Carolyn Maloney, a Democrat from New York and I lead the effort on JVTA in the House. Congresswoman Maloney and I hardly speak the same language
Being from New York she thinks I talk funny and as Texan I can hardly understand her either the effort was led by another unusual pair in the Senate.
A Texas Republican, Senator John Cornyn and an Oregon Democrat, Senator Ron Wyden 11 anti-trafficking bills passed through the House, including those lead by some of the wonderful women here today.
The bills were combined in the Senate, came back to the House, passed overwhelmingly and were signed into law.
The law addresses the common problems we heard from the field. We created a Domestic Trafficking Victims Fund that makes those who harm vulnerable people pay for the damage they have caused.

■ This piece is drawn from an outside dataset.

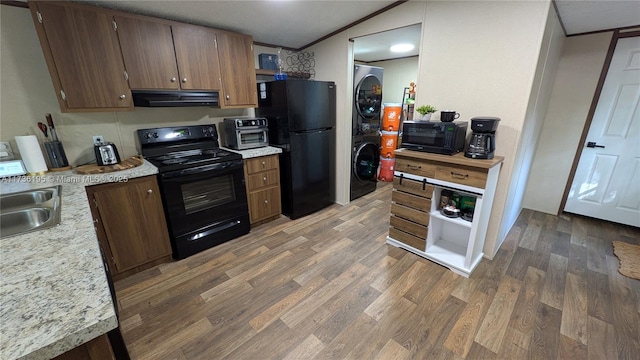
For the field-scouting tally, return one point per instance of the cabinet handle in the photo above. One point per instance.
(459, 176)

A $5,000 special assessment is collected from those convicted of human trafficking and other related charges, and goes into a Fund to provide resources to victims and those fighting trafficking.
A fundamental goal of JVTA is for victims of human trafficking to be treated as victims and not criminals. This is addressed in a number of provisions in the law, including a newly created community-based block grant.
We also focus on the demand—buyers, those that exploit women and children. While many call these people “johns,” I call them child molesters.
John is a name from the Bible, a good guy, not someone who pays money to abuse a fellow person.
JVTA clarifies that those who buy sex from trafficking victims are human traffickers, can and should be punished under federal law, and are subject to the same penalties as sellers.
JVTA has done a lot to change the mindset of people in this country. But we need the law to be fully implemented by all the agencies charged with executing the law including DOJ, HHS, and DHS.
In order to truly be the leader in the fight against modern day slavery, we anxiously await the response to our letter. A society will be judged by how it treats the most vulnerable.
And that’s just the way it is.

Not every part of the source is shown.